3 Replies Latest reply on May 13, 2004 5:23 AM by urunkulia

    MDB, LoginContext, RunAs

    rp28 Newbie


      I have a MDB successfully running but I would like to make calls to various session beans under a certain user context, so I'm attempting to do something as follows:



      UsernamePasswordHandler a = new UsernamePasswordHandler("test","test");
      LoginContext lc = new LoginContext("simple", a);

      lc.login();

      Subject s = lc.getSubject();

      Subject.doAs(s,new PrivilegedAction() {
      public Object run() {


      SomeSessionHome uh = [get home ]

      SomeSession un = uh.create();

      ....
      }});

      All is fine, and the authentication is working successfuly against my .properties files as I get an error with an invalid password, however the calls to the .create fails with

      java.lang.SecurityException: Authentication exception, principal=null

      Any ideas what I might be missing?

        • 1. Re: MDB, LoginContext, RunAs
          rp28 Newbie


          I needed to add
          <login-module code = "org.jboss.security.ClientLoginModule"
          flag = "required">
          </login-module>

          as the last item in the section to the appropriate <application-policy> in the login-conf.xml.

          • 2. Re: MDB, LoginContext, RunAs
            urunkulia Newbie

            Hi rp28,

            I have the same problem with a MDB, that calls various secured session beans. These session are configured with <use-caller-identity/>.

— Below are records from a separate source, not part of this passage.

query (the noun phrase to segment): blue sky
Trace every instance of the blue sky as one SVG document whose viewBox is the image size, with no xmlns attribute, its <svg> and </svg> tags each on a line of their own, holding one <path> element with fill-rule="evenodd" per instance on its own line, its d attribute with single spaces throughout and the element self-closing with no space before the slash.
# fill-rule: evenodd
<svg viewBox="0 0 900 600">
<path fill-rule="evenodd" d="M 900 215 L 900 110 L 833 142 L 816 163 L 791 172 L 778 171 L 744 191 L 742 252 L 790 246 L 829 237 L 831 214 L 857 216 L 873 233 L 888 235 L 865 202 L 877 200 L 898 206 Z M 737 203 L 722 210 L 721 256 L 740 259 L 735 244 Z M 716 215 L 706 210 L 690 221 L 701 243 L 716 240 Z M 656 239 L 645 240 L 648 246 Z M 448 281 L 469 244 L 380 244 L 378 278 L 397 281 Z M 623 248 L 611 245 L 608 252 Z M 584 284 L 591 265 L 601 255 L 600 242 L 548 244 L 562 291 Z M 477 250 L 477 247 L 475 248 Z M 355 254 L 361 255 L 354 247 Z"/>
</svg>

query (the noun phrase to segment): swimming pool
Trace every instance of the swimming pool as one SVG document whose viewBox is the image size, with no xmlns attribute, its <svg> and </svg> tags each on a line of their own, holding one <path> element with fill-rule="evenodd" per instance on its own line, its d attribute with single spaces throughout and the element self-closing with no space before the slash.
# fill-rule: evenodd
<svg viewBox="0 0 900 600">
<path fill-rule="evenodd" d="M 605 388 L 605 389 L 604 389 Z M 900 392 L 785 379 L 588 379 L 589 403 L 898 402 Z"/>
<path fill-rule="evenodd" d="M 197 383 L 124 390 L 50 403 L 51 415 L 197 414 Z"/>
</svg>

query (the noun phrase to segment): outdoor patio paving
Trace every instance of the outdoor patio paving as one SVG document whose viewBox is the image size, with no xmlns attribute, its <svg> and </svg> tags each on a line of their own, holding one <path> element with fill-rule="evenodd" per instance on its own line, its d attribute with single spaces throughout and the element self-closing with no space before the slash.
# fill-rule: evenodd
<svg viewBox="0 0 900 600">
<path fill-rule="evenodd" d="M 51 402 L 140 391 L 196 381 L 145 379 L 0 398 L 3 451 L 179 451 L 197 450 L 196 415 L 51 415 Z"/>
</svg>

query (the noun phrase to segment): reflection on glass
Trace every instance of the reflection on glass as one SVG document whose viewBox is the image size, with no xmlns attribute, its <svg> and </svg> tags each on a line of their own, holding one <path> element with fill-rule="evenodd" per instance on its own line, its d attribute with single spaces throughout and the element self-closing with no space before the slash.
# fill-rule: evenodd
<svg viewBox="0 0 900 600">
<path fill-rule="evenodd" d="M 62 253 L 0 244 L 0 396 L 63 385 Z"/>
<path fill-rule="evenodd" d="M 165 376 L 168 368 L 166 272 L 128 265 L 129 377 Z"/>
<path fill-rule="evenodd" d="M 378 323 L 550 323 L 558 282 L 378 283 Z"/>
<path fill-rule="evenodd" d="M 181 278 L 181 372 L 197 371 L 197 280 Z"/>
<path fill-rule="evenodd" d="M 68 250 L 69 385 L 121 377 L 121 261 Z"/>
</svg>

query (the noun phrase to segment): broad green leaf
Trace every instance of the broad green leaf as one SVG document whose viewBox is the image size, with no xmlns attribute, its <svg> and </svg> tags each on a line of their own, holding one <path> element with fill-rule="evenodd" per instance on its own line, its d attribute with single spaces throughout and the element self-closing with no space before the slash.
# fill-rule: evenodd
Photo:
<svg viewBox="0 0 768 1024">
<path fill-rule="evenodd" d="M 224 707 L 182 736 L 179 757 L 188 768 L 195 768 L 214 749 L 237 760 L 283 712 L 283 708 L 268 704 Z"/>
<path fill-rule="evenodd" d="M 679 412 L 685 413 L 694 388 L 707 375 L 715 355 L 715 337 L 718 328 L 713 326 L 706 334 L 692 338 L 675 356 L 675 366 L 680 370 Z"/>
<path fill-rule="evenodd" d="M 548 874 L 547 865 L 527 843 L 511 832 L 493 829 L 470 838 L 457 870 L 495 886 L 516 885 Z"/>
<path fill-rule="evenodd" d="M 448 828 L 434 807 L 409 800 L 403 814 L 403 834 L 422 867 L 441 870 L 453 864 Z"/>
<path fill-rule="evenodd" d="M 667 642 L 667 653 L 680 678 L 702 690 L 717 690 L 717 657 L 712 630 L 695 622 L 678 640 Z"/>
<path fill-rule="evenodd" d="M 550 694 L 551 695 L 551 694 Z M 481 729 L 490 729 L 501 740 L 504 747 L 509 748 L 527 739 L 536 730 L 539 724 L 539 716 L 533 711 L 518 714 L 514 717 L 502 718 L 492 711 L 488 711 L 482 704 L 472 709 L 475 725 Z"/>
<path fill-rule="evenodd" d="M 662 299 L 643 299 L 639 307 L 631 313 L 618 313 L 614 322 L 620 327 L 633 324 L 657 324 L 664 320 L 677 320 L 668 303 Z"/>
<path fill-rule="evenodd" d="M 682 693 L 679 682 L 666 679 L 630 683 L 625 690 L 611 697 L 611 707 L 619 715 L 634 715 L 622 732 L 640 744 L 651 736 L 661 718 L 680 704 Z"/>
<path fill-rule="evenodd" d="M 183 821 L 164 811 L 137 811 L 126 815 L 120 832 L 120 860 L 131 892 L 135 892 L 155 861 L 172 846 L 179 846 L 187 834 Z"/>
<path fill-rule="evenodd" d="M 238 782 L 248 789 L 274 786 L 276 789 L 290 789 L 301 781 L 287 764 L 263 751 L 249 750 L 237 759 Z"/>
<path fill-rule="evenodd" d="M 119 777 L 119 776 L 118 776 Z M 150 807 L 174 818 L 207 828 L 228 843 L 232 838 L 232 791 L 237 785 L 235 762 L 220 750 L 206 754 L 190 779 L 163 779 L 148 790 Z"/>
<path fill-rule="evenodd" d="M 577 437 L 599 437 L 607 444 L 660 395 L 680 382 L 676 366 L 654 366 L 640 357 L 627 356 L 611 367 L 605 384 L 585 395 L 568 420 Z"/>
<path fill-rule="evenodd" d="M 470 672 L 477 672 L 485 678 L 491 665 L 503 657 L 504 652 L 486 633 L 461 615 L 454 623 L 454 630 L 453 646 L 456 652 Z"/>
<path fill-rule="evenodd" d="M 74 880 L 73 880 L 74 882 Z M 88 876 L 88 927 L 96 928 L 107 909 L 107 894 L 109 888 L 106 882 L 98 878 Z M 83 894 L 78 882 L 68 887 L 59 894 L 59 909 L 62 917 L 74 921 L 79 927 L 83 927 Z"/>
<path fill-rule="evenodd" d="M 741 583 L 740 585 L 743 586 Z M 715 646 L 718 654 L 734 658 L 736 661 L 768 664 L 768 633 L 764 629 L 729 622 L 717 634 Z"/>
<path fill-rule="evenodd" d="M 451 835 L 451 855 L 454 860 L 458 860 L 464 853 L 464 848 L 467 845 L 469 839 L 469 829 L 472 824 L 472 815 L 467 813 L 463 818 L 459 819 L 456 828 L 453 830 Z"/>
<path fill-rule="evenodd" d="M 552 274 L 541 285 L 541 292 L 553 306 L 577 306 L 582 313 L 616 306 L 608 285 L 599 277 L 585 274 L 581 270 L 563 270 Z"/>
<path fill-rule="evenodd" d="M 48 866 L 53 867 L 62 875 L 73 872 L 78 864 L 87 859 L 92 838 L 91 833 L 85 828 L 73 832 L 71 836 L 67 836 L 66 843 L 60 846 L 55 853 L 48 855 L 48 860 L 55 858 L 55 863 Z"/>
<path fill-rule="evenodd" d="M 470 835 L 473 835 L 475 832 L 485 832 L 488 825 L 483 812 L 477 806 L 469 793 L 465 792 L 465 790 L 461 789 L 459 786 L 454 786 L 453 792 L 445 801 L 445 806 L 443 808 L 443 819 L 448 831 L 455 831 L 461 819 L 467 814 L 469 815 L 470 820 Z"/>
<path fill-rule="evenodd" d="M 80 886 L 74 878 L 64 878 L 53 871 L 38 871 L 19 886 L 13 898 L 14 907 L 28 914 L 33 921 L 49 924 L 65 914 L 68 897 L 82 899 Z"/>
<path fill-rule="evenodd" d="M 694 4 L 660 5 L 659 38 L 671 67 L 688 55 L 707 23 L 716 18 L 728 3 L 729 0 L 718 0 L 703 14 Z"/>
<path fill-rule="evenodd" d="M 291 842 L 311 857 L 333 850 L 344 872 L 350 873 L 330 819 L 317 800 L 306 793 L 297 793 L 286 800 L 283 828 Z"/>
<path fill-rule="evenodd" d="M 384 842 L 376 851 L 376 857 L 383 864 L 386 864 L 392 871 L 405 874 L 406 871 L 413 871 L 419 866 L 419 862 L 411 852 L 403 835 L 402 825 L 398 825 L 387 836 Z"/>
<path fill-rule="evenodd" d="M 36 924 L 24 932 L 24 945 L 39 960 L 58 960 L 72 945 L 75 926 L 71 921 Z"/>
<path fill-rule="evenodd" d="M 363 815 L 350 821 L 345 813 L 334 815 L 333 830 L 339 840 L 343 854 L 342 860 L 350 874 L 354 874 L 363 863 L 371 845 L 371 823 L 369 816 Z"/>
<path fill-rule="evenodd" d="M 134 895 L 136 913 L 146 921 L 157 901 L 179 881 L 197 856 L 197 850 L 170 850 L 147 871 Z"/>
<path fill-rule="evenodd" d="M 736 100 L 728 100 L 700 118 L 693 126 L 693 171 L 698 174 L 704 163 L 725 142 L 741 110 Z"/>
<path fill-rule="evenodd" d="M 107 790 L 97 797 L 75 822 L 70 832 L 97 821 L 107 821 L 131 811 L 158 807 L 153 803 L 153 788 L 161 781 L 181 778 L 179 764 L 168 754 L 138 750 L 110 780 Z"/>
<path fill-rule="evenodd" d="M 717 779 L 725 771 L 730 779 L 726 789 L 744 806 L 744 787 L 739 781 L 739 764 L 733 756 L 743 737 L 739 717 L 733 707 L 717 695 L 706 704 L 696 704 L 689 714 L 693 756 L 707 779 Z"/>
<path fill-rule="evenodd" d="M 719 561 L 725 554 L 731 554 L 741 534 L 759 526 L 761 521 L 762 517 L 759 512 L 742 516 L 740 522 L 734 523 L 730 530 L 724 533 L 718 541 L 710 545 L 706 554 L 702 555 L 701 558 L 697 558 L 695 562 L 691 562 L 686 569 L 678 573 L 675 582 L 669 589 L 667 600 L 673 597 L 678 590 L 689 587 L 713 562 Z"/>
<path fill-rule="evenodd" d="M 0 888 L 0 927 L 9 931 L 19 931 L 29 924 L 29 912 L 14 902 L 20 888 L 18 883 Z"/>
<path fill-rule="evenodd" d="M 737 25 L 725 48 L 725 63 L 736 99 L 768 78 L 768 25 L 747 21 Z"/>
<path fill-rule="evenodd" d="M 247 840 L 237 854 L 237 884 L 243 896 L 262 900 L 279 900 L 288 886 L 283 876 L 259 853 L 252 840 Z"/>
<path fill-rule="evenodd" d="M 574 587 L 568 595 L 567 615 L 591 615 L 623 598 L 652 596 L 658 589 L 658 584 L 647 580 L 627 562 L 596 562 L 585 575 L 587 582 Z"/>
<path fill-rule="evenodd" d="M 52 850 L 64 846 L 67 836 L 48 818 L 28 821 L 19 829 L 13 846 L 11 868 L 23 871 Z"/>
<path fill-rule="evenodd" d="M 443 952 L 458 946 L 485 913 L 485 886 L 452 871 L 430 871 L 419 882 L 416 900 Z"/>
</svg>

            The MDB has no security identity due to asynchronous communication. I have tried using <run-as><role-name> with the MDB, but an AuthenticationException, principal=null is thrown.

            So I have tried to solve this problem with the code snippet you had written to get a security identity that can be passed to the session beans.

            The code snippet from the onMessage method of my MDB (JBoss 3.2.3 w/ Tomcat):

            CallbackHandler callbackHandler = new UsernamePasswordHandler(username, password);
             LoginContext lc = new LoginContext("test", callbackHandler);
             lc.login();
             Subject subject = lc.getSubject();
             Subject.doAs(subject, new PrivilegedAction() {
             public Object run() {
            
             MySessionLocalHome home = [getHome];
             MySession mySession = home.create();
             return null;
             }
             });
            mySession.callSomeMethods();
            


            In login-config.xml I configured my <application-policy> with DatabaseServerLoginModule which works fine as long as I don't use MDBs.

            Though I get an AuthenticationException, principal=null.

            Any ideas? Have I forgotten to configure something? Any help would be appreciated.

            • 3. Re: MDB, LoginContext, RunAs
              urunkulia Newbie

              Hi,

              I've got a solution for my problem.

              This Thread helped to solve my problem:
              http://jboss.org/index.html?module=bb&op=viewtopic&t=38229

              I had to add another login module in login-config.xml:
              <login-module
              code = "org.jboss.security.ClientLoginModule"
              flag = "required">
              </login-module>

              I am using DatabaseServerLoginModule but it will only work correctly with the ClientLoginModule. The CallerIdentity is now passed from my MDB to my SessionBeans.